À la suite de Dell Hymes5, l’anthropologie que nous propose l’auteur fait de la communication un objet d’investigation, mais aussi une « performance de la culture » (p. 75), une épistémologie et une posture méthodologique qui pose la nécessité d’une rupture avec la doxa, ainsi que celle d’une dialectique empirico-théorique dont le principe premier est celui d’un concret-pensé caractérisant par ailleurs l’épistémè de toutes les sciences sociales. Si le rappel des conditions de possibilité de formation du discours scientifique est toujours le bienvenu, on pourra toutefois s’étonner des attributs qui lui sont ici spécifiquement conféré. Est-il vraiment nécessaire et utile de mobiliser les principes d’une « anthropologie de la communication » quand il s’agit surtout de réaffirmer la nécessité, pour l’université en général et les SIC en particulier, de produire des savoirs spécifiques basés sur une démarche analytique de type scientifique fondée sur « une méfiance totale à l’égard des normes de conduite que la vie sociale, telle qu’elle est organisée, fournit à l’individu6 » ? Bien qu’Yves Winkin se réfère tout au long de sa démonstration aux travaux de Pierre Bourdieu, la théorie des champs n’est pas convoquée alors qu’à l’évidence, un examen de la place des SIC dans le champ scientifique et des rapports de force existant au sein de cette discipline, aurait sans doute constitué une trame analytique aidant à la compréhension des forces et des faiblesses du domaine nécessaire à l’élaboration d’une réponse plus vaste et collective aux impératifs de l’agenda de Bologne.

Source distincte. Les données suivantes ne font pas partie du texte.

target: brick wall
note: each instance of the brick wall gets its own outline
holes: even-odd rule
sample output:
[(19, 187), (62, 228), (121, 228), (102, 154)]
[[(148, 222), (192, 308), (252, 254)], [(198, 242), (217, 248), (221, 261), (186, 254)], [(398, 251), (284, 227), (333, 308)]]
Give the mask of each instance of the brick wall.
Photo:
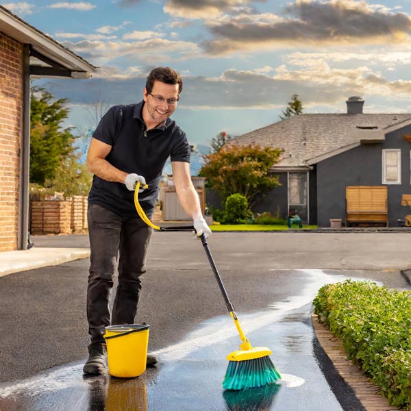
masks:
[(29, 226), (34, 235), (87, 233), (87, 197), (75, 195), (61, 201), (32, 200)]
[(17, 249), (23, 46), (0, 32), (0, 251)]

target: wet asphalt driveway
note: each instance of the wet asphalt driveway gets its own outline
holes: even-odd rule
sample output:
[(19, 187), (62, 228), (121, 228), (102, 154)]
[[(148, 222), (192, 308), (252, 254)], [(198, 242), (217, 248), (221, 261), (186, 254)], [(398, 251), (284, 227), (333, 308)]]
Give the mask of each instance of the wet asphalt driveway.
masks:
[[(56, 241), (88, 246), (83, 236), (34, 238)], [(246, 335), (271, 349), (281, 382), (223, 391), (239, 339), (202, 247), (156, 233), (136, 322), (150, 325), (159, 364), (134, 379), (83, 377), (87, 259), (11, 274), (0, 278), (0, 410), (360, 411), (316, 344), (311, 303), (349, 277), (408, 288), (399, 270), (411, 265), (411, 236), (220, 233), (209, 242)]]

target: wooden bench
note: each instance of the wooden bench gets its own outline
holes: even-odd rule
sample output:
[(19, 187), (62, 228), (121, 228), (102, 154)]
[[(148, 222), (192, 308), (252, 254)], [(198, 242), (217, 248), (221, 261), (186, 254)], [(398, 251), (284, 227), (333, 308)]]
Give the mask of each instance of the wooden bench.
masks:
[[(403, 194), (401, 205), (403, 207), (406, 206), (411, 207), (411, 194)], [(411, 227), (411, 214), (406, 216), (405, 224), (406, 227)]]
[(349, 186), (345, 189), (346, 227), (352, 223), (388, 225), (388, 190), (386, 186)]

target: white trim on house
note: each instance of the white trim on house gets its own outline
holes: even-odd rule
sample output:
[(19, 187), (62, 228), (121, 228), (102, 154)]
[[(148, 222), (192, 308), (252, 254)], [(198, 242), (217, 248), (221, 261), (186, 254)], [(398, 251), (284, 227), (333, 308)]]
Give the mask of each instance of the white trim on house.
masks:
[[(395, 181), (387, 180), (386, 176), (386, 154), (388, 153), (397, 153), (397, 179)], [(401, 184), (401, 149), (386, 149), (382, 151), (382, 183), (383, 184)]]
[(89, 73), (96, 71), (96, 67), (80, 56), (2, 6), (0, 6), (0, 32), (22, 44), (31, 45), (36, 51), (68, 70)]
[(292, 171), (296, 171), (296, 172), (299, 172), (299, 171), (310, 171), (310, 170), (312, 170), (312, 167), (307, 165), (307, 166), (282, 166), (281, 164), (279, 165), (275, 165), (273, 166), (272, 167), (270, 167), (269, 171), (273, 172), (273, 173), (279, 173), (281, 171), (283, 172), (292, 172)]

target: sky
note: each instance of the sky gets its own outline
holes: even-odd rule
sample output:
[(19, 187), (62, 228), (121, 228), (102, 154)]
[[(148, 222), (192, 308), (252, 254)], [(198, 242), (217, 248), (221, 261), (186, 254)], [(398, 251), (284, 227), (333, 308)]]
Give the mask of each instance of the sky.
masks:
[(172, 118), (191, 144), (304, 113), (411, 112), (411, 0), (92, 0), (2, 4), (99, 67), (88, 80), (36, 80), (70, 103), (69, 125), (140, 101), (158, 66), (183, 76)]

Si nous n’y prenons pas garde, il est certain que la logique de dévalorisation des savoirs fondamentaux au profit de savoirs pratiques touchera de plein fouet les sciences de l’information et de la communication qui de par leur nature (interdisciplinarité, forte professionnalisation, légitimité scientifique

5. Dell Hymes, « The Anthropology of Communication », in F.E.X. Dance (ed.), Human Communication Theory: Originals Essays, Holt/Rinehart and Winston, New York, 1967, p. 1-37.

6. Max Horkheimer, Théorie traditionnelle et théorie critique, Gallimard, Paris, 1974, p. 8.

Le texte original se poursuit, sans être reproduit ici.